The money laundering and terrorist financing risks within the British gambling industry
1 - Executive Summary
The Gambling Commission’s (the Commission) Money Laundering (ML) and Terrorist Financing (TF) risk assessment 2020 highlights the key risks associated with each of the sectors within licensed land-based and remote activity in Great Britain’s gambling industry. This assessment builds on the previous risk assessment (PDF opens in new tab) (including the Money Laundering (ML) and Terrorist Financing (TF) risks associated with COVID-19) and fulfils the Commission’s requirement under Regulation 17 (1) of the Money Laundering (ML), Terrorist Financing (TF) and Transfer of Funds (Information on the Payer) 2017 (the Regulations).
The purpose of this risk assessment is to:
- act as a resource for the industry in informing their own Money Laundering (ML) and Terrorist Financing (TF) risk assessments
- to provide the Commission’s support to HM Treasury’s National Risk Assessment and the rating of low risk in the context of the wider regulated financial sector and advise HM Government on risks in the industry
- inform and prioritise our licensing, compliance, and enforcement activity to raise standards in the industry and meet our duties under Regulation 46 (2)(c).
The Commission has considered a wealth of information and intelligence when assessing the key threats identified within the British gambling industry and providing revised risk ratings in this publication. In consultation with in-house and external subject matter experts, this assessment has been developed with input from a wide range of sector and industry specialists. This includes law enforcement, such as the National Crime Agency (NCA), and considered approaches taken by other AML (Anti Money Laundering) supervisory authorities, such as the Financial Conduct Authority (FCA) and HM Revenue and Customs (HMRC).
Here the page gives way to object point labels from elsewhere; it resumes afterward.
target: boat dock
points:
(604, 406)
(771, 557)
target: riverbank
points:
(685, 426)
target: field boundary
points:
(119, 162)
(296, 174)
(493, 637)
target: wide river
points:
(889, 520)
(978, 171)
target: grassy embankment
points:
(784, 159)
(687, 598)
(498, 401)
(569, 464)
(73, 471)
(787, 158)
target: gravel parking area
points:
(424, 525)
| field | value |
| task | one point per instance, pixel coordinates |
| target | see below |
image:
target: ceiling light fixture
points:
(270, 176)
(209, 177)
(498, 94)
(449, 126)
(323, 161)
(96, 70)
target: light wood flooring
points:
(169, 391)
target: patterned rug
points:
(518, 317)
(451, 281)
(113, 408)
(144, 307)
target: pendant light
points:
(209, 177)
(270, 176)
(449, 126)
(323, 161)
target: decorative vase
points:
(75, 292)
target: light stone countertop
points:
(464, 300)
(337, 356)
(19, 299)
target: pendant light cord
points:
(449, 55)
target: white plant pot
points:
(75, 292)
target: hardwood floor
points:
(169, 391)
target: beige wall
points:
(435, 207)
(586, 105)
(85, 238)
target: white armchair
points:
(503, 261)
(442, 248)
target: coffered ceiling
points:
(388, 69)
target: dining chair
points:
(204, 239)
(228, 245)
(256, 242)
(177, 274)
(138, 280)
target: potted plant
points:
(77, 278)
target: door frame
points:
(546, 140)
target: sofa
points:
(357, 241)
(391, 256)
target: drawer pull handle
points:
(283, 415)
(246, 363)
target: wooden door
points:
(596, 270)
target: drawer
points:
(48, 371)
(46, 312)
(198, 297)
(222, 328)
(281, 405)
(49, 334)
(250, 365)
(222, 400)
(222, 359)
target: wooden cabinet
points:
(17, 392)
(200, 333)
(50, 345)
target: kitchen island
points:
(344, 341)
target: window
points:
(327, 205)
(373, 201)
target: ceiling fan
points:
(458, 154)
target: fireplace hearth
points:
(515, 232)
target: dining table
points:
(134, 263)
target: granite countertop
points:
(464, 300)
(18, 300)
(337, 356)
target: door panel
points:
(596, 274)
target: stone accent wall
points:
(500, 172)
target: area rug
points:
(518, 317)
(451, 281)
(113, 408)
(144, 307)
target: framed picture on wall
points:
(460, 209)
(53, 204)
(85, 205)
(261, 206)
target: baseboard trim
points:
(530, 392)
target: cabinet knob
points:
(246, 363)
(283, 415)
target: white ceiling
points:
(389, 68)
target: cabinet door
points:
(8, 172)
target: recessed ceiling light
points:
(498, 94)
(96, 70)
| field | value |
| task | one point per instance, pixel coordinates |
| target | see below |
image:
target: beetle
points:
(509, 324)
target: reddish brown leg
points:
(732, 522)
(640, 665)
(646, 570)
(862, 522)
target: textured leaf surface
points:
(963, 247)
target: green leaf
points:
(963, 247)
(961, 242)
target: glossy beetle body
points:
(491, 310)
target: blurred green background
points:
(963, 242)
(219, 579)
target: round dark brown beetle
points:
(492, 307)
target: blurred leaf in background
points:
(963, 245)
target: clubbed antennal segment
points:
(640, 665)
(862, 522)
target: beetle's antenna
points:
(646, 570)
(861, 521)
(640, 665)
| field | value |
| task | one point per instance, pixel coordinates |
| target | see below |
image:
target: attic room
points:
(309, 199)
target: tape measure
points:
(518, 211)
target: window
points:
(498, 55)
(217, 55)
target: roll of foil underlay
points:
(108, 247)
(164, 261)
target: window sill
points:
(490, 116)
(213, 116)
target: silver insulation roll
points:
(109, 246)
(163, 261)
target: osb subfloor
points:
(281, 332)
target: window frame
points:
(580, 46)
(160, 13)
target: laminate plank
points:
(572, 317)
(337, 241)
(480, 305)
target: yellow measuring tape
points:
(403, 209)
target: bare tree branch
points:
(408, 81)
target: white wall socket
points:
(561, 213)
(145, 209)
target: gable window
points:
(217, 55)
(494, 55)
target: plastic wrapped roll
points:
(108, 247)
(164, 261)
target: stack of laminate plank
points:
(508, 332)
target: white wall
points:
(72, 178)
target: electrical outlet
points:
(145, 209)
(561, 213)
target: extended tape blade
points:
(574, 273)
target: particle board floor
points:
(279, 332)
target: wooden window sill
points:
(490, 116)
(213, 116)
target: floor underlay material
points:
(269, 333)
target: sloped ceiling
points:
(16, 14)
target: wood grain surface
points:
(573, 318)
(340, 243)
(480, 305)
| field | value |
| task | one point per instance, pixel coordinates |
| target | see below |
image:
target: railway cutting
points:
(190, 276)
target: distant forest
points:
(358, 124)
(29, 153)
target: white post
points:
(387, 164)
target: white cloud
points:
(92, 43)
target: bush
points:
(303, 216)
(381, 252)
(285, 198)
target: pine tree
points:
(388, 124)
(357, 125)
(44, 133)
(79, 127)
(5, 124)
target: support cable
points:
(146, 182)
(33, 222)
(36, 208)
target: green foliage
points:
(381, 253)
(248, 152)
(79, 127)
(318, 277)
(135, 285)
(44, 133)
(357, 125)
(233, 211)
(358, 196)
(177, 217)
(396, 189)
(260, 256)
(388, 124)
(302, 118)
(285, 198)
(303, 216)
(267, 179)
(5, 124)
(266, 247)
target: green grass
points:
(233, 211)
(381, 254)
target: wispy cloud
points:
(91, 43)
We have also analysed information from various other sources to inform our understanding of risks such as:
- The EU Supranational Risk Assessment on Money Laundering and Terrorist Financing (SNRA)
- HM Treasury’s National Risk Assessment (NRA) of Money Laundering and Terrorist Financing 2020 (opens in a new tab)
- Financial Action Task Force (FATF's) recommendations (opens in new tab) (the global standard setter on combating Money Laundering and Terrorist Financing)
- FATF's Terrorist Financing (TF) Risk Assessment Guidance July 2019 (PDF) (opens in new tab)
- The Home Office July 2019 Asset Recovery Action Plan (opens in new tab)
- FATF’s Mutual Evaluation Report (MER) (opens in new tab) of the UK’s AML and CTF framework
- The UK government’s Economic Crime Plan 2019 (opens in new tab)
- The Anti-Corruption Strategy 2017 (opens in new tab)
- The Serious and Organised Crime Strategy 2018 (opens in new tab)
- The UK’s Anti-Money Laundering and Counter-Terrorist Financing Action Plan 2016 (opens in new tab).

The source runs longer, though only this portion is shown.